# CORD-19 Analyse fetched coredata

In general, this jupyter notebook is designated to analyse fetched coredata. Thusly, an API-call is described: 
https://api.elsevier.com/content/search/scopus?query=DOI(10.1109/MCOM.2016.7509373)&apiKey=6d485ef1fe1408712f37e8a783a285a4

First, relevant packages must be imported to the Notebook.

In [2]:
import numpy as np
import pandas as pd
import csv
import ast
import collections
import matplotlib.pyplot as plt
import datetime
import re
import time 
from urllib.parse import urlparse
from collections import Counter
from elsapy.elsclient import ElsClient
from elsapy.elsdoc import FullDoc, AbsDoc
from elsapy.elssearch import ElsSearch
from pybtex.database import parse_file, BibliographyData, Entry

Thusly, the fetched coredata and affiliation are read from the pkl-files and combined to a DataFrame for further processing. 

In [3]:
read_coredata = pd.read_pickle('extra_info_CS5099.pkl')
df_current_extra_info = pd.DataFrame()
df_current_extra_info['coredata'] = read_coredata['coredata']
df_current_extra_info

Unnamed: 0,coredata
0,"{'srctype': 'j', 'eid': '2-s2.0-85083266658', ..."
1,"{'srctype': 'j', 'prism:issueIdentifier': '7',..."
2,"{'srctype': 'j', 'prism:issueIdentifier': '8',..."
3,"{'srctype': 'j', 'prism:issueIdentifier': '9',..."
4,"{'srctype': 'j', 'prism:issueIdentifier': '11'..."
...,...
74297,"{'srctype': 'j', 'eid': '2-s2.0-85092678139', ..."
74298,"{'srctype': 'j', 'eid': '2-s2.0-85087468210', ..."
74299,"{'srctype': 'j', 'eid': '2-s2.0-85092677974', ..."
74300,"{'srctype': 'j', 'prism:issueIdentifier': '4',..."


In [4]:
df_current_extra_info.isnull().sum()

coredata    14098
dtype: int64

In [5]:
df_current_extra_info.isnull().sum() / len(df_current_extra_info)

coredata    0.189739
dtype: float64

Compared to the length of the dataset, a fifth of fetched scopus data has no return value.

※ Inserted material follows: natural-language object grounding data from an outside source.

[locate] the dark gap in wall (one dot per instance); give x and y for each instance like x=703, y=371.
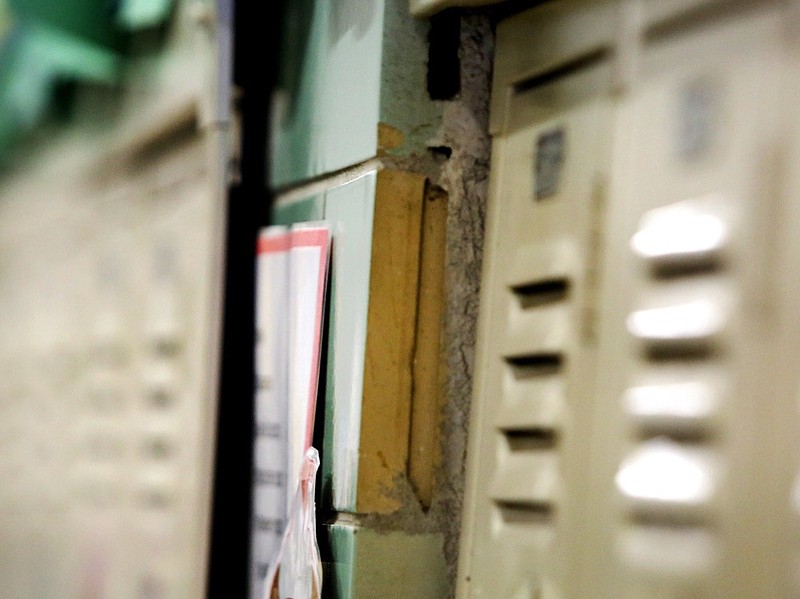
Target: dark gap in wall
x=255, y=35
x=444, y=64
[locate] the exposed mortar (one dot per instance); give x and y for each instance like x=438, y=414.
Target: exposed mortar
x=465, y=177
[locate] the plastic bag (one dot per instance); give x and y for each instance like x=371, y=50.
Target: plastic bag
x=296, y=572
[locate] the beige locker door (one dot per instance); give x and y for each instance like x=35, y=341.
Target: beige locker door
x=695, y=397
x=532, y=403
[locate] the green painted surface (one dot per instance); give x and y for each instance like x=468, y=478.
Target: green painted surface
x=325, y=112
x=348, y=65
x=90, y=20
x=343, y=547
x=372, y=564
x=305, y=210
x=404, y=102
x=349, y=210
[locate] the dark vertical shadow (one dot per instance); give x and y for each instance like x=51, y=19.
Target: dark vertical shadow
x=254, y=72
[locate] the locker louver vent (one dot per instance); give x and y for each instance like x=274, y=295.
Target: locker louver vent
x=680, y=331
x=525, y=485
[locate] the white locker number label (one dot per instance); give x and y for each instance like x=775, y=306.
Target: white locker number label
x=549, y=162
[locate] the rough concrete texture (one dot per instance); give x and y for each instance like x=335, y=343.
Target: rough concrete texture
x=465, y=177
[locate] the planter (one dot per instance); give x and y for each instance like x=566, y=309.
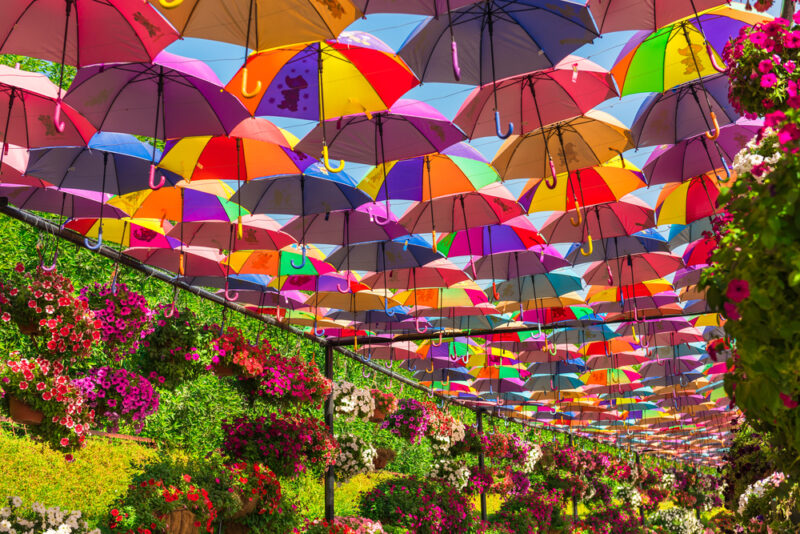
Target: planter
x=223, y=370
x=377, y=416
x=22, y=413
x=181, y=522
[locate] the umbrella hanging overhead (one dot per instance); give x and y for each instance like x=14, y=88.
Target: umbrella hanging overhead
x=535, y=99
x=585, y=141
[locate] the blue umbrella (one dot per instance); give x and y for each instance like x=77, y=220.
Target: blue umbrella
x=113, y=163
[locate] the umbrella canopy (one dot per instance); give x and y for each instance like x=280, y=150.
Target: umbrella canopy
x=355, y=73
x=684, y=112
x=171, y=97
x=535, y=99
x=699, y=155
x=498, y=39
x=96, y=32
x=585, y=141
x=259, y=24
x=408, y=129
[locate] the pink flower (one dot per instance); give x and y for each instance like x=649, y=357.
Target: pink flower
x=738, y=290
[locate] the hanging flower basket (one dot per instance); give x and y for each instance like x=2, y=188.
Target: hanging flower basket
x=23, y=413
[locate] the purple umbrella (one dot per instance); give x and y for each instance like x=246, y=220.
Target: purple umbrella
x=171, y=97
x=699, y=155
x=683, y=112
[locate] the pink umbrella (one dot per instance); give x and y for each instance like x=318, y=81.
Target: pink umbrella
x=534, y=100
x=257, y=232
x=626, y=217
x=633, y=268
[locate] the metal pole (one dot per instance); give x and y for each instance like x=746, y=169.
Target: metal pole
x=481, y=464
x=329, y=474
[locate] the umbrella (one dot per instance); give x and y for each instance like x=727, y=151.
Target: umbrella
x=535, y=99
x=622, y=15
x=683, y=203
x=699, y=155
x=672, y=55
x=585, y=141
x=121, y=160
x=678, y=114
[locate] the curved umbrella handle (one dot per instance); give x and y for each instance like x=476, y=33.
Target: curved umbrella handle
x=498, y=130
x=580, y=215
x=454, y=57
x=97, y=245
x=245, y=92
x=416, y=326
x=714, y=64
x=591, y=246
x=439, y=344
x=150, y=182
x=715, y=135
x=326, y=160
x=57, y=122
x=52, y=266
x=552, y=173
x=302, y=259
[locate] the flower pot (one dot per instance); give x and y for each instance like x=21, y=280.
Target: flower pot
x=181, y=522
x=223, y=370
x=23, y=413
x=377, y=416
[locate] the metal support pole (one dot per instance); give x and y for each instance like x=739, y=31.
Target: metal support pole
x=329, y=473
x=481, y=464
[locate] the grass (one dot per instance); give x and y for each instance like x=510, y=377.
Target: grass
x=100, y=473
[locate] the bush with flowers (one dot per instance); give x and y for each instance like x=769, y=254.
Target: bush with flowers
x=16, y=517
x=171, y=354
x=287, y=444
x=409, y=421
x=418, y=505
x=44, y=386
x=355, y=456
x=43, y=303
x=118, y=396
x=352, y=402
x=125, y=318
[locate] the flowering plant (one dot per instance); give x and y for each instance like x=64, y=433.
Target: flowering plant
x=355, y=456
x=410, y=421
x=286, y=379
x=44, y=386
x=43, y=302
x=352, y=401
x=36, y=518
x=288, y=445
x=453, y=472
x=125, y=318
x=170, y=354
x=118, y=395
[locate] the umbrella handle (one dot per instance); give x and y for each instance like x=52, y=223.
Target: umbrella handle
x=714, y=135
x=416, y=326
x=52, y=266
x=152, y=176
x=498, y=130
x=552, y=173
x=302, y=259
x=580, y=215
x=59, y=124
x=97, y=245
x=591, y=246
x=326, y=160
x=454, y=57
x=439, y=344
x=245, y=92
x=714, y=64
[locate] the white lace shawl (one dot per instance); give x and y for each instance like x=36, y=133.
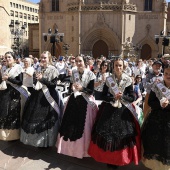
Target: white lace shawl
x=86, y=77
x=125, y=81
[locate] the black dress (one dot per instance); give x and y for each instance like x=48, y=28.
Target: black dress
x=40, y=121
x=116, y=132
x=156, y=135
x=10, y=106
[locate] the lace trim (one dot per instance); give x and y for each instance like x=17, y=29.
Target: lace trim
x=39, y=126
x=111, y=131
x=113, y=144
x=164, y=161
x=72, y=126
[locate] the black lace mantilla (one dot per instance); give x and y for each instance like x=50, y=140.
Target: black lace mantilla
x=10, y=108
x=164, y=161
x=72, y=126
x=38, y=114
x=114, y=128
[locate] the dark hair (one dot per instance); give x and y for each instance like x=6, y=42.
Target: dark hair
x=166, y=66
x=118, y=59
x=12, y=54
x=85, y=59
x=102, y=64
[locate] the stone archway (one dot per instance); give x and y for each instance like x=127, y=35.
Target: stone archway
x=146, y=52
x=57, y=50
x=100, y=48
x=104, y=34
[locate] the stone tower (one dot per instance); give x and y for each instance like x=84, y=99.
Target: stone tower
x=5, y=41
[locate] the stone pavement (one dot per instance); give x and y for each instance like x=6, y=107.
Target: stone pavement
x=17, y=156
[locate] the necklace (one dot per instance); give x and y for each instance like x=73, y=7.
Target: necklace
x=81, y=75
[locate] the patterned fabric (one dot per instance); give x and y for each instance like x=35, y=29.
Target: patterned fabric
x=72, y=128
x=124, y=82
x=86, y=77
x=99, y=78
x=49, y=73
x=156, y=131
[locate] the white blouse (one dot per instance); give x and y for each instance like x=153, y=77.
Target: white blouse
x=28, y=77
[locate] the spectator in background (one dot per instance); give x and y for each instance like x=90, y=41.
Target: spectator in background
x=101, y=79
x=36, y=63
x=62, y=68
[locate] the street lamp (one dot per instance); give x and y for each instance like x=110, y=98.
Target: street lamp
x=54, y=38
x=66, y=47
x=165, y=39
x=17, y=34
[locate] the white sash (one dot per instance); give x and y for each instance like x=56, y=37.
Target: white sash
x=115, y=90
x=164, y=90
x=22, y=89
x=50, y=99
x=76, y=79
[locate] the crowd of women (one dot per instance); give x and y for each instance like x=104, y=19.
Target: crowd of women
x=111, y=131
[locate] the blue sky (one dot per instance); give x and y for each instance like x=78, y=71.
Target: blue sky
x=34, y=1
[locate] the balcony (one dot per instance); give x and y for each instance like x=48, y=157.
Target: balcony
x=103, y=6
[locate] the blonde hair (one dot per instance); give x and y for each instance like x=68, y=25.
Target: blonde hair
x=29, y=61
x=49, y=56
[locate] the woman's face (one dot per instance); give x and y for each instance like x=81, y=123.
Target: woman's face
x=26, y=63
x=9, y=59
x=80, y=62
x=167, y=75
x=118, y=66
x=44, y=59
x=104, y=67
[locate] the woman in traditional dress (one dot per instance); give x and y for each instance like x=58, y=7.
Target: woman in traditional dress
x=10, y=107
x=80, y=112
x=28, y=72
x=42, y=112
x=116, y=132
x=156, y=128
x=100, y=80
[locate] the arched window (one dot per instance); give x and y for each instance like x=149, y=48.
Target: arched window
x=148, y=5
x=55, y=5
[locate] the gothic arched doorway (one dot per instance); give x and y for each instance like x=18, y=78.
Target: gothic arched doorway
x=100, y=48
x=146, y=52
x=56, y=50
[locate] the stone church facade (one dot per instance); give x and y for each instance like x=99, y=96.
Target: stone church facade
x=107, y=27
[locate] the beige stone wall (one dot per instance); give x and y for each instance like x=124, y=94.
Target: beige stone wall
x=114, y=27
x=34, y=40
x=5, y=40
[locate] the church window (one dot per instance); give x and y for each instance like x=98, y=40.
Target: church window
x=55, y=5
x=148, y=5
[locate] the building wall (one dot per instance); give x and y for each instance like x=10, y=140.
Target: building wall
x=12, y=11
x=87, y=21
x=4, y=20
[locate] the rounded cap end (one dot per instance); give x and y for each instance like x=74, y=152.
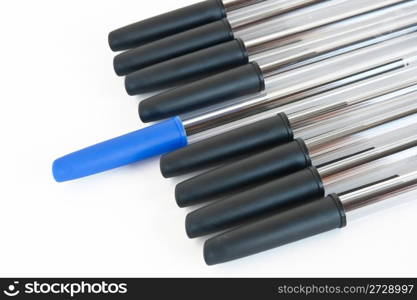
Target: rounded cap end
x=211, y=254
x=61, y=171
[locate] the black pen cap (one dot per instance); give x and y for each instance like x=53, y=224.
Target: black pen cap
x=167, y=24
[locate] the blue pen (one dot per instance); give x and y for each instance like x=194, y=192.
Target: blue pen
x=178, y=132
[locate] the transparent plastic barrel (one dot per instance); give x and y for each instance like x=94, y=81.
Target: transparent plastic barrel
x=264, y=10
x=295, y=85
x=368, y=24
x=307, y=19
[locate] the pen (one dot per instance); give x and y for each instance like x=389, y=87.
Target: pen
x=288, y=158
x=301, y=222
x=202, y=37
x=271, y=34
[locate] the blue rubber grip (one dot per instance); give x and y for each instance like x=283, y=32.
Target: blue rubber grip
x=139, y=145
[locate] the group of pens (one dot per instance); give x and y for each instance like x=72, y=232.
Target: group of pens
x=293, y=113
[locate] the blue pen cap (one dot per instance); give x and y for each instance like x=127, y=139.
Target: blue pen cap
x=152, y=141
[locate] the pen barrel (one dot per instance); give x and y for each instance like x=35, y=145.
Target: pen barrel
x=245, y=80
x=258, y=136
x=260, y=202
x=187, y=68
x=304, y=221
x=174, y=46
x=167, y=24
x=243, y=174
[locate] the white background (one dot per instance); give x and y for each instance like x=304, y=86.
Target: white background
x=59, y=93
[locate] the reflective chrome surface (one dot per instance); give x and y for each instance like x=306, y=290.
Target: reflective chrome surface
x=311, y=80
x=364, y=196
x=265, y=10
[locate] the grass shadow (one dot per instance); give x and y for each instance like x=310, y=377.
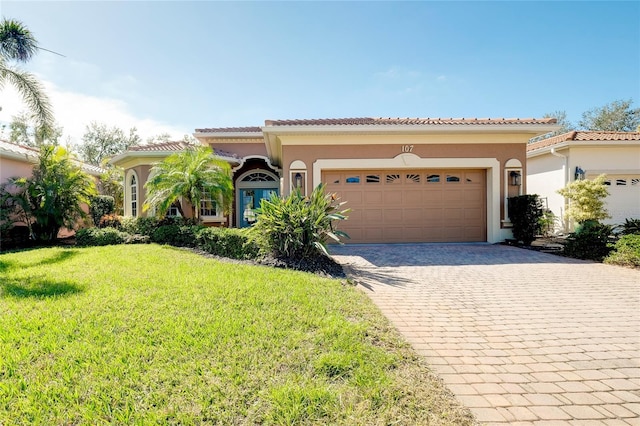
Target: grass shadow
x=38, y=288
x=57, y=257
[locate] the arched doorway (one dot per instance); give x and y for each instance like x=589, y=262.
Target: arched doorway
x=251, y=187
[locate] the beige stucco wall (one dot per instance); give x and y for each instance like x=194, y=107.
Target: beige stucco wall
x=310, y=153
x=10, y=167
x=547, y=173
x=240, y=147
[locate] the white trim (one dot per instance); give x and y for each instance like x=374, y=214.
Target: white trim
x=235, y=135
x=513, y=163
x=297, y=165
x=568, y=144
x=240, y=185
x=410, y=161
x=259, y=157
x=304, y=173
x=537, y=129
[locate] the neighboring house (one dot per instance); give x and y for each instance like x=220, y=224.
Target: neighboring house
x=18, y=161
x=404, y=179
x=553, y=163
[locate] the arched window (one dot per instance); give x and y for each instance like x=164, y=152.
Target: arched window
x=133, y=186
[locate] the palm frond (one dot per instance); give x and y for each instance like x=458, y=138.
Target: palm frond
x=16, y=41
x=32, y=92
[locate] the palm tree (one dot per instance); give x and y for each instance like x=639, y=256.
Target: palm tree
x=17, y=43
x=53, y=196
x=192, y=175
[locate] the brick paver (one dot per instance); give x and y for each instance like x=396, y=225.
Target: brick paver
x=521, y=337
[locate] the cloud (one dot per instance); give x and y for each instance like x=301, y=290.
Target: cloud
x=74, y=111
x=407, y=81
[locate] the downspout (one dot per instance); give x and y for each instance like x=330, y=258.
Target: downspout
x=566, y=179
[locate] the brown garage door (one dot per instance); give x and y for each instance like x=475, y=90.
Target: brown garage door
x=411, y=205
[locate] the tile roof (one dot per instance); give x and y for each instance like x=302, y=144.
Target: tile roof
x=17, y=149
x=249, y=129
x=584, y=136
x=406, y=121
x=162, y=146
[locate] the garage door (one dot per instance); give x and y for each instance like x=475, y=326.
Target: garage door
x=411, y=205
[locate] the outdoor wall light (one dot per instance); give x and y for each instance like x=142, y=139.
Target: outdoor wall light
x=515, y=178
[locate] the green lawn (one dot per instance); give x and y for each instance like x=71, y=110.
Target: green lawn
x=148, y=334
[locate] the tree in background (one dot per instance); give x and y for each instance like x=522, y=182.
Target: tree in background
x=562, y=121
x=53, y=196
x=18, y=44
x=161, y=138
x=618, y=116
x=23, y=132
x=101, y=142
x=586, y=199
x=192, y=175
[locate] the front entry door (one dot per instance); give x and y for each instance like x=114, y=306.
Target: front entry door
x=249, y=201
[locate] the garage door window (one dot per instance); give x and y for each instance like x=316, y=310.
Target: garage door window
x=413, y=178
x=393, y=178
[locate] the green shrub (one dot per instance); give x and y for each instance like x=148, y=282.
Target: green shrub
x=140, y=225
x=297, y=226
x=100, y=237
x=227, y=242
x=592, y=241
x=175, y=235
x=525, y=212
x=148, y=225
x=631, y=226
x=110, y=221
x=586, y=199
x=101, y=205
x=626, y=251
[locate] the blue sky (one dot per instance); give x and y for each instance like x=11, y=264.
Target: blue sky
x=176, y=66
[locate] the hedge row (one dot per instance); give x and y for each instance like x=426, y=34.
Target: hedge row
x=224, y=242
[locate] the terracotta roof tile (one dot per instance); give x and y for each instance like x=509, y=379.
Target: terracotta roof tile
x=406, y=121
x=17, y=149
x=162, y=146
x=584, y=136
x=250, y=129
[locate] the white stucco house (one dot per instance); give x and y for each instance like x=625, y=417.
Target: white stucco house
x=554, y=162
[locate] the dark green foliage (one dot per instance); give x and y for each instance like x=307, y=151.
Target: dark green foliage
x=176, y=235
x=148, y=225
x=101, y=205
x=525, y=212
x=591, y=241
x=107, y=236
x=298, y=226
x=52, y=198
x=626, y=251
x=140, y=225
x=100, y=237
x=631, y=226
x=110, y=221
x=227, y=242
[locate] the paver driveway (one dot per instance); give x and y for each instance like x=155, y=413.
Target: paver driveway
x=520, y=337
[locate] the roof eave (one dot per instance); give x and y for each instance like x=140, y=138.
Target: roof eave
x=237, y=135
x=534, y=129
x=128, y=154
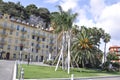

Thusly, all rows which contain "None" values are dropped and the DataFrame is reindexed. 

In [6]:
df_combined = df_current_extra_info.dropna()
df_combined = df_combined.reset_index(drop=True)
df_combined

Unnamed: 0,coredata
0,"{'srctype': 'j', 'eid': '2-s2.0-85083266658', ..."
1,"{'srctype': 'j', 'prism:issueIdentifier': '7',..."
2,"{'srctype': 'j', 'prism:issueIdentifier': '8',..."
3,"{'srctype': 'j', 'prism:issueIdentifier': '9',..."
4,"{'srctype': 'j', 'prism:issueIdentifier': '11'..."
...,...
60199,"{'srctype': 'j', 'eid': '2-s2.0-85092679086', ..."
60200,"{'srctype': 'j', 'eid': '2-s2.0-85092678139', ..."
60201,"{'srctype': 'j', 'eid': '2-s2.0-85087468210', ..."
60202,"{'srctype': 'j', 'eid': '2-s2.0-85092677974', ..."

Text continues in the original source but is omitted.